Although Wainwright’s chase rate on fastballs is below league average, it has been steadily rising since 2010. He began throwing a cutter as well in 2012 after his surgery, and immediately got many more chases on it than league average. He is getting even more chases on it this year, and is throwing it a lot more (16% of pitches in 2013 compared to just 4% in 2012). He has managed to maintain his well above average chase rate on his dominant curveball, and has turned his slider from a pitch that got less chases than average to the third highest slider chase rate in baseball, behind just Mat Latos and Andy Pettitte (among pitchers who have thrown at least 200 sliders this year). He is also throwing the slider harder this year, increasing in average velocity from 85.7 mph in 2010 and 85.4 mph last year to 86.7 mph this year.
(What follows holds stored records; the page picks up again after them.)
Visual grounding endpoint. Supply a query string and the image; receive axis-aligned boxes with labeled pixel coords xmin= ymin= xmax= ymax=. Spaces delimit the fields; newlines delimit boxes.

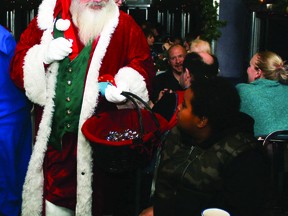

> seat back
xmin=263 ymin=130 xmax=288 ymax=215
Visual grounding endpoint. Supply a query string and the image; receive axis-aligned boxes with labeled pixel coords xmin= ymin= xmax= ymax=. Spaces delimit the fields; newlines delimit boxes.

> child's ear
xmin=197 ymin=116 xmax=208 ymax=128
Now we’ll move on to Shelby Miller, who was featured in our rookie report as one of this year’s crop of rookies who has been as good (or better) than advertised. Miller has been off to a great start, with a 2.08 ERA, 10.01 K/9, and 1.98 BB/9. He features a power fastball, a curveball, and a changeup as his primary pitches.
The fastball has been Miller’s best weapon this year. He seems to realize this as he throws it almost three quarters of the time. His fastball velocity ranks 10th among pitchers who have thrown at least 500 fastballs, and his fastball whiff rate trails only Yu Darvish. His batting average against his fastball ranks 9th, and his slugging against the pitch ranks 6th. He has done a great job of throwing the pitch where he has the most success with it, which is the high heat.
His curveball has been another weapon, although it hasn’t been as dominant as the fastball compared to league average. Although Miller’s curveball gets better results than the league average this year of a .215 average and .331 slugging against curveballs, his whiff rate on the pitch ranks 6th worst in baseball among pitchers who have thrown at least 200 curveballs, and is much lower than the 30% league average whiff rate on the pitch.
He has managed to keep his curveball as an effective pitch because of the chases he gets on it being above the league average 29%, and by getting ground balls on the pitch. His curveball gets a much higher percentage of ground balls than any of his other pitches, which has prevented batters from hitting it hard. He is doing this by keeping the ball down, where it is very effective and gets a lot of ground balls.
On the other hand, Shelby Miller’s changeup has been awful. The league average against changeups this year is a .242 average, .384 slugging, 38% chases, and 31% whiffs. Miller’s numbers on his changeup are significantly worse than this across the board. Thankfully for the Cardinals, he has only used his changeup 3.2% of the time.
The St. Louis Cardinals have shown no signs of slowing down. In addition to their terrific starting pitching, they’ve been powered by a lineup that has scored the third most runs in baseball. But their biggest strength is having two stars at the front of their rotation who are two of just nine current starting pitchers sporting a K/BB ratio of at least 5.